# T31 roof racks to fit T30



## nikolav (Jun 12, 2017)

Hi there!
Anyone tried to fit roof bars for T31 to T30?
Ebay is full with affordable racks for T31, but much less options for T30.
I am interested in specifically these one:
1pair Car Roof Roof Cross Rack Bar Fit For Nissan X-Trail 2008-2012 | eBay

The roof rack selector at Roof Racks & Accessories To Suit Most Models - Prorack NZ recommends the same racks fitting kits for both cars. But still I've heard they are of different length.


----------



## quadraria10 (Jul 6, 2010)

Hi Nikolav
Somehow I don't think they will fit. I think T31s might fit a T32 or new Rogue here. Sadly its easier to find aftermarket stuff like this for newer rather than older models. I remember there were more options on ebay 8 years ago for ours. 
These look pretty good 

Aluminium Roof Bars to fit Nissan X-Trail (Fixpoint Models) 2001-2006 | eBay.

You might be able to find oe Nissan ones on a wrecked one if you are lucky.


----------



## nikolav (Jun 12, 2017)

Thank you, quadraria10
They are out of stock currently, but they do look good. I'll keep an eye on them.


----------



## quadraria10 (Jul 6, 2010)

Here is possibly another option. Price is pretty good.

For Flush Rails Mount Rooftop Rack Cross Bars Travel Kit w/Keylock | eBay

oops did not notice that shipping charges were over the top...


----------



## nikolav (Jun 12, 2017)

quadraria10 said:


> Here is possibly another option. Price is pretty good.
> 
> For Flush Rails Mount Rooftop Rack Cross Bars Travel Kit w/Keylock | eBay
> 
> oops did not notice that shipping charges were over the top...

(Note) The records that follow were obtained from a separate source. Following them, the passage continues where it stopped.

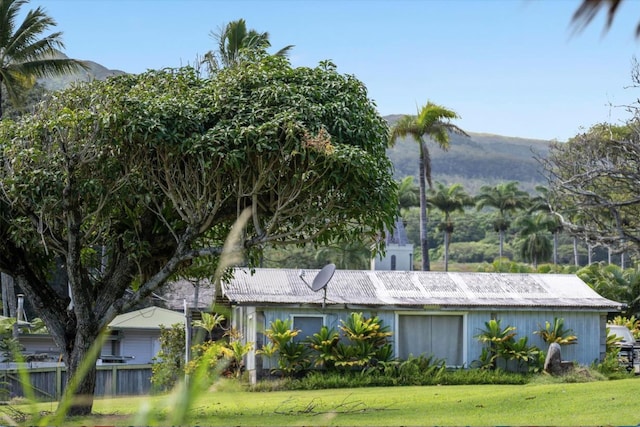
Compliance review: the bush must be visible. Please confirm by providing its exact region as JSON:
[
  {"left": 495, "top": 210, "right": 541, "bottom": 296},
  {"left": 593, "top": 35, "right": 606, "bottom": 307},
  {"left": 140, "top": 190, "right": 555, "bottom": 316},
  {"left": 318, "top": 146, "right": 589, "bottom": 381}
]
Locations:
[{"left": 151, "top": 323, "right": 185, "bottom": 391}]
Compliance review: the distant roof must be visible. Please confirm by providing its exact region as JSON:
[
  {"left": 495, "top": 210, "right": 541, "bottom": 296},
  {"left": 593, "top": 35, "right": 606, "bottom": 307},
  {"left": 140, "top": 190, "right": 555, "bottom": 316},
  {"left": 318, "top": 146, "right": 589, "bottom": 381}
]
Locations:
[
  {"left": 386, "top": 217, "right": 410, "bottom": 245},
  {"left": 223, "top": 269, "right": 623, "bottom": 311},
  {"left": 109, "top": 307, "right": 185, "bottom": 329}
]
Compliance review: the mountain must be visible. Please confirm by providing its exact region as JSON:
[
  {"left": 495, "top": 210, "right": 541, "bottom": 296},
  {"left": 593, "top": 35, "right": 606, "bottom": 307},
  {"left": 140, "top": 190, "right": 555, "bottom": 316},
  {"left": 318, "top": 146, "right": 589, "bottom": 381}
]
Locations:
[
  {"left": 384, "top": 115, "right": 550, "bottom": 194},
  {"left": 39, "top": 59, "right": 550, "bottom": 194},
  {"left": 38, "top": 52, "right": 126, "bottom": 90}
]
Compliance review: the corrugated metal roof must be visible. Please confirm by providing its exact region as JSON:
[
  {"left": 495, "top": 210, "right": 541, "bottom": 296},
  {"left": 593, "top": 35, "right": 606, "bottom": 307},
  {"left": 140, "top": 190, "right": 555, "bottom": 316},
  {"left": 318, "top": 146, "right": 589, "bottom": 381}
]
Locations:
[
  {"left": 109, "top": 307, "right": 184, "bottom": 329},
  {"left": 223, "top": 269, "right": 622, "bottom": 311}
]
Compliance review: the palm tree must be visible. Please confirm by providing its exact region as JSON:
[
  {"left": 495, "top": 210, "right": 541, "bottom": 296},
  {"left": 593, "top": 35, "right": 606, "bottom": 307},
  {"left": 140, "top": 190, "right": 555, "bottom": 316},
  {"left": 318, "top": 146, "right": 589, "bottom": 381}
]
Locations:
[
  {"left": 203, "top": 19, "right": 293, "bottom": 71},
  {"left": 0, "top": 0, "right": 87, "bottom": 118},
  {"left": 389, "top": 101, "right": 467, "bottom": 271},
  {"left": 529, "top": 185, "right": 563, "bottom": 265},
  {"left": 476, "top": 181, "right": 529, "bottom": 259},
  {"left": 398, "top": 176, "right": 420, "bottom": 212},
  {"left": 518, "top": 212, "right": 554, "bottom": 269},
  {"left": 316, "top": 241, "right": 371, "bottom": 270},
  {"left": 427, "top": 182, "right": 474, "bottom": 271}
]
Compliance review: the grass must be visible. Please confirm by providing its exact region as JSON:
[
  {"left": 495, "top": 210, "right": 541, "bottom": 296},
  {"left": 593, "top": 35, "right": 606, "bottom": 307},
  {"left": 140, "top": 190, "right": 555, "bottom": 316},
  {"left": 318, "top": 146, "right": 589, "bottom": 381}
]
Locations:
[{"left": 7, "top": 378, "right": 640, "bottom": 426}]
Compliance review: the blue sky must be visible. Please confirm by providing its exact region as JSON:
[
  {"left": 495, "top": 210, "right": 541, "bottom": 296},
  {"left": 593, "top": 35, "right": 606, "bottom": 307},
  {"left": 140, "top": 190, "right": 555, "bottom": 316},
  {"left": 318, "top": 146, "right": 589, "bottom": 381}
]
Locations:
[{"left": 33, "top": 0, "right": 640, "bottom": 141}]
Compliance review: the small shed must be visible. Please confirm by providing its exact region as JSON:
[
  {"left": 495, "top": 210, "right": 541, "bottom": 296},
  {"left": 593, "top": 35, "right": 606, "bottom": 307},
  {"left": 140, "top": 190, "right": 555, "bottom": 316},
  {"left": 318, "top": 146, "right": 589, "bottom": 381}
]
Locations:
[
  {"left": 100, "top": 307, "right": 185, "bottom": 365},
  {"left": 222, "top": 269, "right": 623, "bottom": 375}
]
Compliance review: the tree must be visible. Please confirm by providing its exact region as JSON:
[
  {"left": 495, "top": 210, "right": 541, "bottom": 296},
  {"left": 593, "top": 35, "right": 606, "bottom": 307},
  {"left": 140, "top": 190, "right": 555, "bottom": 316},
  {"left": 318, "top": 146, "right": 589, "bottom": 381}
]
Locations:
[
  {"left": 576, "top": 262, "right": 640, "bottom": 317},
  {"left": 572, "top": 0, "right": 640, "bottom": 37},
  {"left": 529, "top": 185, "right": 564, "bottom": 265},
  {"left": 204, "top": 19, "right": 293, "bottom": 71},
  {"left": 476, "top": 181, "right": 529, "bottom": 259},
  {"left": 398, "top": 175, "right": 420, "bottom": 212},
  {"left": 316, "top": 240, "right": 371, "bottom": 270},
  {"left": 389, "top": 101, "right": 467, "bottom": 271},
  {"left": 0, "top": 56, "right": 398, "bottom": 415},
  {"left": 427, "top": 182, "right": 474, "bottom": 271},
  {"left": 517, "top": 212, "right": 553, "bottom": 268},
  {"left": 540, "top": 120, "right": 640, "bottom": 255},
  {"left": 0, "top": 0, "right": 86, "bottom": 118}
]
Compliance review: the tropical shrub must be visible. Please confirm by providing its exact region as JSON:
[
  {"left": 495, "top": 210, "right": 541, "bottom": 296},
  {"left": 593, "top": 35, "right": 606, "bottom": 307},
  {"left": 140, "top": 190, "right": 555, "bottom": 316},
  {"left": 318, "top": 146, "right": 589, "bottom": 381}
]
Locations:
[
  {"left": 335, "top": 313, "right": 392, "bottom": 369},
  {"left": 307, "top": 326, "right": 340, "bottom": 370},
  {"left": 151, "top": 323, "right": 185, "bottom": 391},
  {"left": 533, "top": 317, "right": 578, "bottom": 345},
  {"left": 471, "top": 319, "right": 544, "bottom": 372},
  {"left": 258, "top": 319, "right": 311, "bottom": 376}
]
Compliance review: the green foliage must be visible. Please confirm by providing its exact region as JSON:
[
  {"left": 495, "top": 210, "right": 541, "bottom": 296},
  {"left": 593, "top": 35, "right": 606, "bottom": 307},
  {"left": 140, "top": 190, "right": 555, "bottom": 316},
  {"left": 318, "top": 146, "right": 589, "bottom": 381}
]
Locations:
[
  {"left": 308, "top": 326, "right": 340, "bottom": 369},
  {"left": 0, "top": 336, "right": 24, "bottom": 362},
  {"left": 0, "top": 49, "right": 398, "bottom": 412},
  {"left": 609, "top": 316, "right": 640, "bottom": 341},
  {"left": 191, "top": 312, "right": 225, "bottom": 340},
  {"left": 258, "top": 313, "right": 393, "bottom": 377},
  {"left": 533, "top": 317, "right": 578, "bottom": 345},
  {"left": 260, "top": 319, "right": 311, "bottom": 376},
  {"left": 576, "top": 262, "right": 640, "bottom": 316},
  {"left": 151, "top": 323, "right": 185, "bottom": 391},
  {"left": 472, "top": 319, "right": 541, "bottom": 372}
]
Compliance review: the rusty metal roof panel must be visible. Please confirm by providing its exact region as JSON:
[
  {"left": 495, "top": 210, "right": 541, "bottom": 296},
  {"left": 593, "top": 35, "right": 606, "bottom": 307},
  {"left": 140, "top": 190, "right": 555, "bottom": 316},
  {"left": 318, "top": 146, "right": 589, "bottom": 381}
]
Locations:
[{"left": 218, "top": 269, "right": 621, "bottom": 310}]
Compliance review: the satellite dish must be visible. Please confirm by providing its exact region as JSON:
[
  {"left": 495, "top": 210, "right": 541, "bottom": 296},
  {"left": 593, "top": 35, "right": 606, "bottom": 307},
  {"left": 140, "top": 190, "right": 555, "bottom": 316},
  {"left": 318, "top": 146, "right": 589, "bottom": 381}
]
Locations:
[{"left": 311, "top": 264, "right": 336, "bottom": 292}]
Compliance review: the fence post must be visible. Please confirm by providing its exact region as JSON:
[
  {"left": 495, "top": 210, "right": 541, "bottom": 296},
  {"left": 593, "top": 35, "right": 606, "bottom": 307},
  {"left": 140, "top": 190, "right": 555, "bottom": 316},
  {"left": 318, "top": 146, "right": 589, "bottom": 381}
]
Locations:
[
  {"left": 111, "top": 365, "right": 118, "bottom": 397},
  {"left": 56, "top": 365, "right": 62, "bottom": 400}
]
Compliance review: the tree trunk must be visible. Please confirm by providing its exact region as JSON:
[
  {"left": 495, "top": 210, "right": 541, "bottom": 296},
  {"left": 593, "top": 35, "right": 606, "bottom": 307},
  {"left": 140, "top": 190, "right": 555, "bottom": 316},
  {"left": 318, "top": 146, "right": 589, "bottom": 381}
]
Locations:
[
  {"left": 419, "top": 150, "right": 431, "bottom": 271},
  {"left": 63, "top": 346, "right": 96, "bottom": 417},
  {"left": 444, "top": 231, "right": 449, "bottom": 271}
]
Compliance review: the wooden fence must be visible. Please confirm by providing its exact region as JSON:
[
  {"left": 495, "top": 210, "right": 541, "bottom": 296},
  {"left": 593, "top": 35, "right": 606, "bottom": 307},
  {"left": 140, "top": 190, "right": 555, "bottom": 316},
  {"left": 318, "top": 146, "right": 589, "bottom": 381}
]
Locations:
[{"left": 0, "top": 365, "right": 151, "bottom": 400}]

Yeah, especially when you live in New Zealand the first thing you pay attention at is the shipping charge 
But anyway, these one are not for fixed-type rails as mine X-Trail.


----------



## GX-Trailer (May 31, 2015)

As I live in Rio where the summer is very hot and my Exy is black, I'm seeking help. I've thought of simply having the roof painted white. Another solution might be to tie white canvas with eyelets and strong chord to the 2 basic roof rails. Perhaps better would be to fit an upper aluminium roof, about 2cm above, like many traditional Land Rovers. The sun would be kept off the original roof and air would blow through the space. As on the Land Rovers mentioned it'd be important to have the leading edge sloping slightly down so that wind would not tear it off. Have you ever done or seen something like this?


----------